We accept this and we are in it for the long haul.  But I'm pissed.  I'm depressed.  And I'm going to be, on and off, for the rest of my life.  That is fact.  For every new stage of life that my girls reach, for every success, there will likely be close to equal measures of pain and anguish.  I hope for equal because some days, some weeks, pain and anguish rule.  Their lives will NEVER be easy, and everyday ho-hum.  The energy that Mike and I put out to make their day ho-hum and/or easy is exponential.  I do not point this out for applause or kudos, neither of those will give me more sleep, more peace of mind, or energy.  I point this out because it is the reality of being a special needs parent...and its damn depressing.

So, the next time you hear or read a special needs parent sounding scared, angry, sad, or ungrateful SAY NOTHING.  LISTEN.  The attempts to put the bright side spin on things or to cheer us up is a) dismissive of our process, b) at times absolutely insensitive, c) outside confirmation that we are totally screwed, if we weren't you wouldn't have to cheer us up would you?..in this case, uh, yeah, already got that.

If you are a parent of a special needs child, PLEASE, PLEASE allow yourself to grieve any damn time you need to.  It does not mean that you don't love your child.  It does not mean that you are not grateful that they are yours.  It does not mean that you regret having them or regret who they are.  It means that you are a healthy, functional person who sees all dimensions of life.  It means that you are allowing yourself to feel and be authentic instead of shutting down the feelings that are "ugly"...because I promise you, they will seep out in ways you never intended and poison the good.  If you cannot be honest with yourself, if you cannot be authentic in you pain, rage, and disappointment I challenge you to be absolutely authentic in your love, joy, and pride.  You can't do it.  You can feel approximations of all those things, but not the pure experience.  You can't have light without dark, its just the way it is.  I accept you, warts and all.  I will rage with you.  I will cry with you.  I will look into your eyes and nod at your heartbreak over your child never being a ballerina, a veterinarian even though she loves animals, a race car driver, a college student, a dad, a mom.  No judgements here.  If I am to accept my children just as they are, I must accept myself and you just as we are.    And I do, whole heartily....even when that heart is shattered to pieces.
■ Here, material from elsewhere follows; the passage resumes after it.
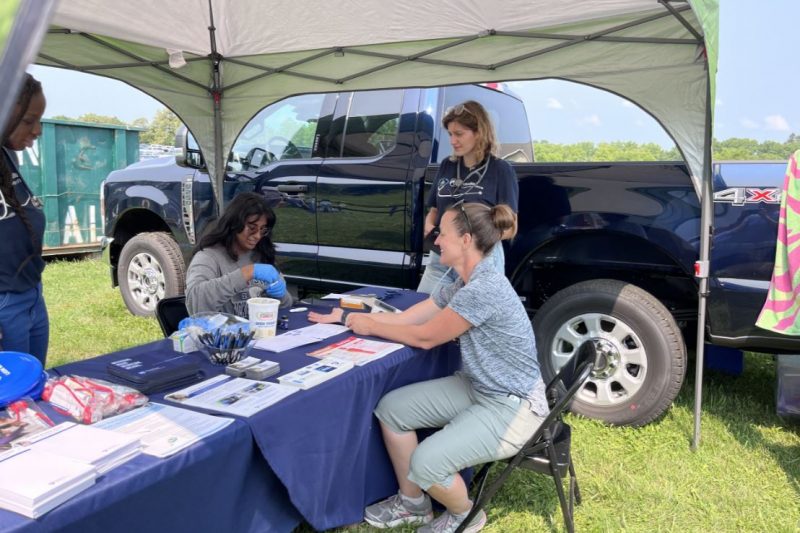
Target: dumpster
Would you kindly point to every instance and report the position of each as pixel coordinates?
(65, 169)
So, on this Mother's Day I go to sleep with a gorgeous beaded bracelet on my wrist in rainbow colors from my Nixi.  I will wake up to a lovely melamine hand print plate hanging in the hallway from my Safi girl.  A new week will begin, starting our transition to summer and the end of school.  I predict that I will feel great joy, fleeting moments of intense anger, a good helping of sadness, and a lot of the daily grind in the week to come.  Nixi's Risperidone was increased, doubled, and she's been extremely emotional for the past two days.  She remains psychotic but we still see tangible gains from the meds and she had two of the best days at school that she's ever had this past week.  Reminding myself that we aren't shooting for no symptoms, just better quality of life and a lessening of symptoms.  I need to speak to the school about meeting with Safi's teacher for next year.  I need to meet the soon to be new principle of Safi's school for next year.  I need to figure out if it's reasonable for Nixi to stop napping next year, as Teacher Mel's 4 year old class will cut that out.  I have a lot of fine tuning in the week ahead.  It was a nice Mother's Day.  My girls' love me and they made that absolutely clear.  My tank is a little more full today because of it.